Now Knox grinned. “A man after my own heart. I like that plan, Doc.”
“So what do you think?”
Knox shifted his weight onto his haunches. “I think I need to get in touch with your son. The problem is, I can’t find him.”
“I don’t know where he is,” Tom said. “And vice versa. Safer that way.”
“Maybe up till now. But the thing is, Doc, while I trust your motives—and your follow-through, up to a point—your word doesn’t mean a damn thing if you can’t call off your son and his fiancée at the newspaper. Right?”
“I can do that. I talked to Caitlin tonight.”
“And she said she’ll drop the story?”
Tom tried to hold his facial expression neutral. “She’s open to it. I think Penn and I together can persuade her.”
“I hope so, Doc. For your sake.” Forrest leaned down over him, his gaze disturbingly intimate. “My daddy always liked you, Doc. He respected what you did in Korea. Do you remember him?”
Tom let himself think back to the early sixties. “I remember Frank, all right.”
“Nothing good to say, though? Even now?”
“We were more different than alike.”
Forrest grinned again. “No doubt about that.” He raised his hand and tapped his forefinger hard on Tom’s forehead. “I’d hate to have to hurt you, Doc. I really would. I remember you giving me my football physicals back in the day. But if you and your boy can’t straighten out that Masters cunt before she goes too far . . . she’s gonna pull the same train Viola Turner did back in ’68. Only she won’t come out of it alive.”

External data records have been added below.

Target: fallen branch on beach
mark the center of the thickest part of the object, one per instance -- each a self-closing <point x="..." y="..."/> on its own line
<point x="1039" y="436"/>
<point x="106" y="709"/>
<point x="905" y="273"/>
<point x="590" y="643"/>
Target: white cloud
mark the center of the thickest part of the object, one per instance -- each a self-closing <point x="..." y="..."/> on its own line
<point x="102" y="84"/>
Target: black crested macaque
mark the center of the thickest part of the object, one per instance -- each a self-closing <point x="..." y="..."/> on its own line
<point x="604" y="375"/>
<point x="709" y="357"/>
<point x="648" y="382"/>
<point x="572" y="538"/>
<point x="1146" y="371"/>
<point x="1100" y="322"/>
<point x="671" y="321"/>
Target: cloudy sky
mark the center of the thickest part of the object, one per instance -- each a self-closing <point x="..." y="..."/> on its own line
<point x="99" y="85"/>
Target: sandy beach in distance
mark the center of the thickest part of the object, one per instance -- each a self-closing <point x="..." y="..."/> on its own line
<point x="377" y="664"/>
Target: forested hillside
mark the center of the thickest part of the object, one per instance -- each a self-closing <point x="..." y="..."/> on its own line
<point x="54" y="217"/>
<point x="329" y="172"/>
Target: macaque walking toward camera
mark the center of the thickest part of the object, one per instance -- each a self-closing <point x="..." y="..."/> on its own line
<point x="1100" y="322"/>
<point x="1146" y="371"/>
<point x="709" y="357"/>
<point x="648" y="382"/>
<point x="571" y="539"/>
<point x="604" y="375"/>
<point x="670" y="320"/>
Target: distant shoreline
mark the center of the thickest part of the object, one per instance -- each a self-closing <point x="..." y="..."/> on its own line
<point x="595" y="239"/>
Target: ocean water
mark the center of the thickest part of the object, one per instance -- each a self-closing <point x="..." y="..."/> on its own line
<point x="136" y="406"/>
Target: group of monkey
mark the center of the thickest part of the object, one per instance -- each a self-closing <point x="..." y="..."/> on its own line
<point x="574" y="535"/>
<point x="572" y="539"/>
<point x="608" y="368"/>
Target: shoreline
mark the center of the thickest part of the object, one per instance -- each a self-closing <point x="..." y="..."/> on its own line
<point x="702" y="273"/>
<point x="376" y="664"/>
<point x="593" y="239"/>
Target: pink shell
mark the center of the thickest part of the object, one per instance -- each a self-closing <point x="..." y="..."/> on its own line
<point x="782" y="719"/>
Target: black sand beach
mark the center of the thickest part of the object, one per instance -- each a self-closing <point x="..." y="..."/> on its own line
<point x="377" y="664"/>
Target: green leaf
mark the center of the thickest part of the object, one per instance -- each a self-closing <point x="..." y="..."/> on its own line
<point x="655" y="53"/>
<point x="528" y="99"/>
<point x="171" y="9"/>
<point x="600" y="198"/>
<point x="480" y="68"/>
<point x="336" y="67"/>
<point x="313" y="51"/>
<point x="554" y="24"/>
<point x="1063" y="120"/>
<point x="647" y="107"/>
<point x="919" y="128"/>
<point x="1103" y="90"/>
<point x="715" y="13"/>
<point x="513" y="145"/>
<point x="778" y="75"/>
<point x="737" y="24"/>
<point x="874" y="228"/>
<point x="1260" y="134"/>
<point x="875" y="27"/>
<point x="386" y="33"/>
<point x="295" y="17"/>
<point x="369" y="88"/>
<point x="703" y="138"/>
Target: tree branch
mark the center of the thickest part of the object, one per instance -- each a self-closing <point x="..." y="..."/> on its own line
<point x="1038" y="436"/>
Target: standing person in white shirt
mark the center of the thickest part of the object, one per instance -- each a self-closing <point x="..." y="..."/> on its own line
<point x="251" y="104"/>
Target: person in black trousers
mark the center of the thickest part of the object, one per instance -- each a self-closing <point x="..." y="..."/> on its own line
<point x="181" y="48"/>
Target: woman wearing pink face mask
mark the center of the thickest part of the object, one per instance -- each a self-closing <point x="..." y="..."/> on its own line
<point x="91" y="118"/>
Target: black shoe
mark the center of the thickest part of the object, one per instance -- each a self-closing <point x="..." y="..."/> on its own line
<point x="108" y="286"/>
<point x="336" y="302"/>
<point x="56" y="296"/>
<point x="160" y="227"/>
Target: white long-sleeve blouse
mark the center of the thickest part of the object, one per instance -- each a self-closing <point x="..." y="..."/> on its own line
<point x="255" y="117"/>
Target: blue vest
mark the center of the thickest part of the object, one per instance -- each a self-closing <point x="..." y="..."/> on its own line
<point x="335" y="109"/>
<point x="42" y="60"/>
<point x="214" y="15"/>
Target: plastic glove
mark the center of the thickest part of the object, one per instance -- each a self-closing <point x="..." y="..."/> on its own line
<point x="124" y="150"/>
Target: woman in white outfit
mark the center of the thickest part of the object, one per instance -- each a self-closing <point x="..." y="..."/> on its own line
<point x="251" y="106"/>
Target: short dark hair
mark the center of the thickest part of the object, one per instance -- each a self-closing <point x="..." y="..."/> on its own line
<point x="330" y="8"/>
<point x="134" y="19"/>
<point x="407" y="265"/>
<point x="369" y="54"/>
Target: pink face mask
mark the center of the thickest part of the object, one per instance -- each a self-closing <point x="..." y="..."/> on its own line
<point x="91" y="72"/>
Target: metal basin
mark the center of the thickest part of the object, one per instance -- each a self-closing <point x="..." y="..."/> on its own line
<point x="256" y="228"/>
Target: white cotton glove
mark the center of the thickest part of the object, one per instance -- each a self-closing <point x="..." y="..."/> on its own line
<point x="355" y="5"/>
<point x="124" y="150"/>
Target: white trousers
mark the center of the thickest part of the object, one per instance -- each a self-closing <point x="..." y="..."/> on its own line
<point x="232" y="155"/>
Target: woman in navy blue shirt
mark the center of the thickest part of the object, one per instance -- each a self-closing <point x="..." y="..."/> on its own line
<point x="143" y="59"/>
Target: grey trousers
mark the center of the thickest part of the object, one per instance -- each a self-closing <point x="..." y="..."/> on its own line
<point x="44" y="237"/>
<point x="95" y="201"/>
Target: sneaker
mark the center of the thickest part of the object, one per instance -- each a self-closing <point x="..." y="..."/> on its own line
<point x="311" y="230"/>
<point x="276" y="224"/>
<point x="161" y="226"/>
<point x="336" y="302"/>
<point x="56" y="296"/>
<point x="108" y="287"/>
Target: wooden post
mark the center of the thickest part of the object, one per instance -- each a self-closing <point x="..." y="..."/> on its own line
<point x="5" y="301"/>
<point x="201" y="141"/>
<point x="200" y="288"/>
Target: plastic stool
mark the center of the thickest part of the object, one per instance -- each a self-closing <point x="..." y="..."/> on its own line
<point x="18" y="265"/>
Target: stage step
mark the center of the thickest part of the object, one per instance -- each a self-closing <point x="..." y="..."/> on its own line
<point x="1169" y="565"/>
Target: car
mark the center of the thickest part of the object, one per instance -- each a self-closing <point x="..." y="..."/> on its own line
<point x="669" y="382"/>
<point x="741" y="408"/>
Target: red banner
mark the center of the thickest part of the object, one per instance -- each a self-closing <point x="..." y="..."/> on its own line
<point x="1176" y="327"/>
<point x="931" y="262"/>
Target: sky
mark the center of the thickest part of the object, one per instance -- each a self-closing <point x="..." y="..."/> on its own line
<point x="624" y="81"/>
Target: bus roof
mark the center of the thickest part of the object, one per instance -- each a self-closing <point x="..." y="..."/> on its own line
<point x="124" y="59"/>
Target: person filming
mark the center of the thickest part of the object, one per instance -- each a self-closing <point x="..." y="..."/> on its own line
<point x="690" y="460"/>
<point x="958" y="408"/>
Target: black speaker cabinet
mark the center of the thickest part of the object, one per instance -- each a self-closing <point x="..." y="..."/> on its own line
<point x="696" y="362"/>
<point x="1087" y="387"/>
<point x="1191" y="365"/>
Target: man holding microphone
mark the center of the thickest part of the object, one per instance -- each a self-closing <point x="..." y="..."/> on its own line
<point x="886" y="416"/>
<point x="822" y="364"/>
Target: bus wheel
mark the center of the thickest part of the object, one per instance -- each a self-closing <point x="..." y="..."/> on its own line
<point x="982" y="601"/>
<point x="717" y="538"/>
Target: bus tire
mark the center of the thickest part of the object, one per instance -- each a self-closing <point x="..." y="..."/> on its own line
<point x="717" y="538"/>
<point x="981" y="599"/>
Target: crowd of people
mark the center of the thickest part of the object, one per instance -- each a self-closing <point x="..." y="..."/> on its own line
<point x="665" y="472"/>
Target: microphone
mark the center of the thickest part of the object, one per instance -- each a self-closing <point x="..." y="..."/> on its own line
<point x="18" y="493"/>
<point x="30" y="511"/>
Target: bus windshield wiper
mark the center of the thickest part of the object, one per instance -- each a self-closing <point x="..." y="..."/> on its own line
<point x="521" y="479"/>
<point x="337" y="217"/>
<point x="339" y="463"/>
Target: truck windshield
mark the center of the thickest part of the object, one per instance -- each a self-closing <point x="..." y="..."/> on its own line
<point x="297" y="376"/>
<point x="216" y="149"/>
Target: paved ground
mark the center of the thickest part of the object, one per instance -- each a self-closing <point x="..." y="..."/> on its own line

While Tom tried to suppress his memory of Viola’s wrecked state after those events, Knox signaled through the chopper’s wide hatch. “Let’s get him out!”
Three masked SWAT team members clambered through the hatch. Forrest moved aside so they could slide Tom onto a stretcher. They lifted him easily, then manhandled him through the door and out under the starry sky.
Tom smelled the stink of old crude oil and the sticky mud some men called gumbo. Turning his head to the right, he saw the long black arm of a pumping unit rising and falling like a black bird drinking from a puddle, the cyclic hum of its engine strangely comforting in the dark.
“Oil field,” he murmured, as the men carried him through the night.
“Yep,” Forrest said from above him. “Brody Royal owned this land, but he won’t have much use for it now. There’s an old well-checker’s shack through the trees. I was going to leave you there, but considering your present condition, I think we’ll give you the better alternative.”
Tom followed Knox’s pointing hand.
Parked in the dark about forty yards from the well was Walt Garrity’s silver Roadtrek van. They must have sent someone to collect it from Drew’s lake house garage.
“Where’s Walt?” Tom asked.
“I was hoping you could tell me that.”
Tom shook his head. “I lost touch with him a long time ago.”